In the early 1990s he already had a Finnish girlfriend who is one of the victims of the Sello tragedy. Aamulehti understands that Shkupolli later separated from this girlfriend and married an Albanian woman. He also had children in common with her. The whole family lives in Finland.

The suspect's wife and child as well as his parents and brother live in Finland.

So far, unconfirmed reports suggest a triangle as the background to the shootings. Shkupolli may have been driven by jealousy of his former, Finnish girlfriend's new life.

4 comments:

Anonymous said...

Absolutely tragic. By this time, the new has spread all world round. Yes, Nordic newspapers agree in the information Aamulehti posted about the gunman. A great debate seems on the horizon for weapon regulation in Finland. Interesting this article on Aftenposten http://www.aftenposten.no/nyheter/uriks/article3444732.ece

It will be interesting on follow this issue.

David McDuff said...

Yes, it will be interesting - though it seems that this particular gunman had been in trouble with the Finnish police before, for illegal possession of firearms and on other related charges, so maybe this incident is not quite relevant to that debate. However, it's a fact that Finland has a very high percentage of private legal gun-owners - gun-owning is a tradition connected not only with sporting and hunting interests, but also with personal and national security.

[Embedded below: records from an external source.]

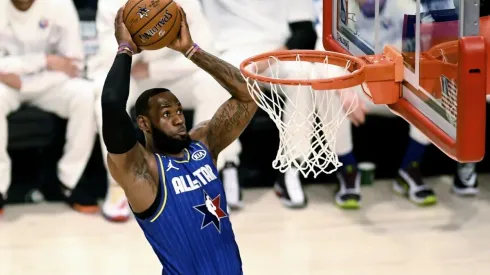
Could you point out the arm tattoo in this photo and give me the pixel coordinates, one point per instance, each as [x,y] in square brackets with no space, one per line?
[142,172]
[234,115]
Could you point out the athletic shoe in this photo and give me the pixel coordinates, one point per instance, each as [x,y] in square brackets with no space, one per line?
[410,184]
[231,184]
[465,182]
[348,195]
[290,190]
[116,207]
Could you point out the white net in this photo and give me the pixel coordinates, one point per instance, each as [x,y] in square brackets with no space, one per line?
[307,119]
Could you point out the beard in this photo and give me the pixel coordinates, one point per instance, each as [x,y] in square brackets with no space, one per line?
[167,144]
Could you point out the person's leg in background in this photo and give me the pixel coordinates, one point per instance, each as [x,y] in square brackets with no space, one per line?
[73,100]
[228,161]
[409,181]
[348,194]
[296,117]
[115,207]
[9,102]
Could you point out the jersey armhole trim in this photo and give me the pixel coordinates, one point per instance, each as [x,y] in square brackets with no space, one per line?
[164,185]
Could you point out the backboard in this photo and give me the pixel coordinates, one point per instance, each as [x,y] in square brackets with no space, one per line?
[444,79]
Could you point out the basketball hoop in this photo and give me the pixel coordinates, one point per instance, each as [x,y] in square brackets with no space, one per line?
[308,94]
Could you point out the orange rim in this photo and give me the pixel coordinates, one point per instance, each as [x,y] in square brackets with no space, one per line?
[356,67]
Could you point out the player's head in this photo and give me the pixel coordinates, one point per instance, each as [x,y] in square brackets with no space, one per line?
[22,5]
[368,8]
[160,117]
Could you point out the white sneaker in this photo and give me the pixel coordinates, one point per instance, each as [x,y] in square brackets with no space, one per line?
[231,184]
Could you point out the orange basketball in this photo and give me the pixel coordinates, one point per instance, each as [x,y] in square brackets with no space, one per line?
[153,24]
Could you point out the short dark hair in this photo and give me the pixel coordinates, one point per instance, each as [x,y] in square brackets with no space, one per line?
[142,102]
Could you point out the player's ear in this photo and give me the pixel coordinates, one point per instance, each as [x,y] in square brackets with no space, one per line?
[143,123]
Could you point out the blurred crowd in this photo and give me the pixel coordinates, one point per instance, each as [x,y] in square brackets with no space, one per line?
[52,60]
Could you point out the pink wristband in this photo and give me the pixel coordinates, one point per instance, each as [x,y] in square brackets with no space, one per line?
[125,47]
[191,51]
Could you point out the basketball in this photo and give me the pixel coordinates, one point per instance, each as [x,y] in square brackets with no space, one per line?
[153,24]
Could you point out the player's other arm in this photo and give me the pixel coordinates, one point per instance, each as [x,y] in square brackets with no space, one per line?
[234,115]
[129,163]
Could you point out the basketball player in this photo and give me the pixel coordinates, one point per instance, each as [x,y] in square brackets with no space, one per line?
[196,89]
[170,205]
[39,53]
[257,27]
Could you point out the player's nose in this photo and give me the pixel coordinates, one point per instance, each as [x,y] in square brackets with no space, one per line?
[178,120]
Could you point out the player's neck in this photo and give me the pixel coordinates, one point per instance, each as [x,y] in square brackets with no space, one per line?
[151,148]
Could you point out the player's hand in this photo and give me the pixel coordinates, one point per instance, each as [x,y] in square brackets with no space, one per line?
[63,64]
[183,42]
[140,70]
[348,99]
[10,79]
[121,32]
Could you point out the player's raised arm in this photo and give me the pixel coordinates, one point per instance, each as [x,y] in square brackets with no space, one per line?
[234,115]
[129,163]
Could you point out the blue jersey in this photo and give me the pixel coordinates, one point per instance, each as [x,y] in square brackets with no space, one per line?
[190,231]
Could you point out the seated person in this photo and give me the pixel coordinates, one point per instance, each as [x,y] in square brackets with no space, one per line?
[39,66]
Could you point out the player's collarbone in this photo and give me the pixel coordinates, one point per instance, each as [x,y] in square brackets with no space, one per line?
[190,182]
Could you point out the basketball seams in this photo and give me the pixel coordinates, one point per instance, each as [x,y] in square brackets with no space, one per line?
[129,12]
[170,29]
[151,19]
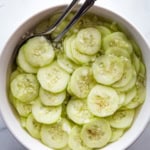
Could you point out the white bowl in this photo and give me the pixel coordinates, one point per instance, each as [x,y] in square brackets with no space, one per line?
[7,57]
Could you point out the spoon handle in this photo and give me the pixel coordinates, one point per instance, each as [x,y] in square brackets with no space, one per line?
[65,13]
[86,5]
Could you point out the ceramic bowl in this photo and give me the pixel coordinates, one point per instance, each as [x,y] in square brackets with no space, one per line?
[7,58]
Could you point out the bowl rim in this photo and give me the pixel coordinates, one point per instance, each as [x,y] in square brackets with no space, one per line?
[5,117]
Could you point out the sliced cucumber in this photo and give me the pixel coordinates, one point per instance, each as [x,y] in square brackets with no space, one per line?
[75,139]
[14,74]
[23,121]
[23,64]
[122,119]
[103,101]
[65,63]
[117,51]
[79,57]
[45,114]
[140,95]
[96,134]
[117,39]
[33,127]
[136,63]
[116,134]
[122,98]
[130,95]
[103,30]
[126,76]
[130,84]
[38,51]
[54,136]
[78,112]
[52,78]
[88,41]
[51,99]
[25,87]
[142,71]
[81,82]
[67,48]
[107,69]
[22,108]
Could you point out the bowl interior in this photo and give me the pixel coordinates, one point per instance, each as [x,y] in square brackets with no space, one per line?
[7,59]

There's a very large and temperamental armed neighbour directly to the east, after all...

Anonymous said...

Yes David, and though Finland has always had one of the highest rates of gun owning in the whole world, no incidents like this had happened in the years before. Some explain it as an influence from the media, specially from the USA, but I don´t know if it is that quite simple. The presence of a militar superpower has played its role indeed, and the Finnish people has been always a people under constant siege and threat, but anyway, as long as there are weapons and the means to easily get it, the possibility of a new incident will remain on the air. So, the whole society will have to make a decision.